Three-dimensional structure of the human copper transporter hCTR1.

作者信息

De Feo Christopher J, Aller Stephen G, Siluvai Gnana S, Blackburn Ninian J, Unger Vinzenz M

机构信息

Department of Molecular Biophysics and Biochemistry, Yale University School of Medicine, 333 Cedar Street New Haven, CT 06510, USA.

出版信息

Proc Natl Acad Sci U S A. 2009 Mar 17;106(11):4237-42. doi: 10.1073/pnas.0810286106. Epub 2009 Feb 24.

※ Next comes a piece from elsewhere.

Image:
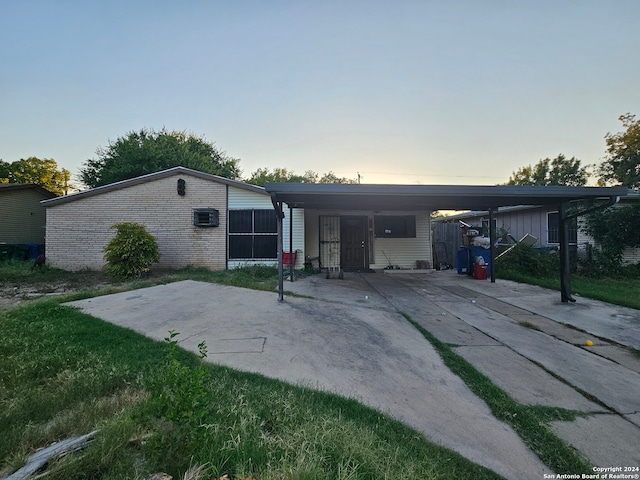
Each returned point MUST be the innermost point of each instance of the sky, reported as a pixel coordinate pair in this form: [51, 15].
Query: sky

DOI:10.1073/pnas.0810286106
PMID:19240214
原文链接:https://pmc.ncbi.nlm.nih.gov/articles/PMC2647337/
Abstract

Copper uptake proteins (CTRs), mediate cellular acquisition of the essential metal copper in all eukaryotes. Here, we report the structure of the human CTR1 protein solved by electron crystallography to an in plane resolution of 7 A. Reminiscent of the design of traditional ion channels, trimeric hCTR1 creates a pore that stretches across the membrane bilayer at the interface between the subunits. Assignment of the helices identifies the second transmembrane helix as the key element lining the pore, and reveals how functionally important residues on this helix could participate in Cu(I)-coordination during transport. Aligned with and sealing both ends of the pore, extracellular and intracellular domains of hCTR1 appear to provide additional metal binding sites. Consistent with the existence of distinct metal binding sites, we demonstrate that hCTR1 stably binds 2 Cu(I)-ions through 3-coordinate Cu-S bonds, and that mutations in one of these putative binding sites results in a change of coordination chemistry.

摘要

铜摄取蛋白(CTRs)介导所有真核生物细胞对必需金属铜的摄取。在此,我们报告了通过电子晶体学解析得到的人CTR1蛋白结构,其平面分辨率为7埃。三聚体hCTR1类似于传统离子通道的设计,形成了一个跨膜双层的孔,该孔位于亚基之间的界面处。螺旋的归属确定了第二个跨膜螺旋是孔内衬的关键元件,并揭示了该螺旋上功能重要的残基在运输过程中如何参与Cu(I)配位。hCTR1的细胞外和细胞内结构域与孔的两端对齐并封闭,似乎提供了额外的金属结合位点。与不同金属结合位点的存在一致,我们证明hCTR1通过三配位Cu-S键稳定结合2个Cu(I)离子,并且这些假定结合位点之一的突变导致配位化学的变化。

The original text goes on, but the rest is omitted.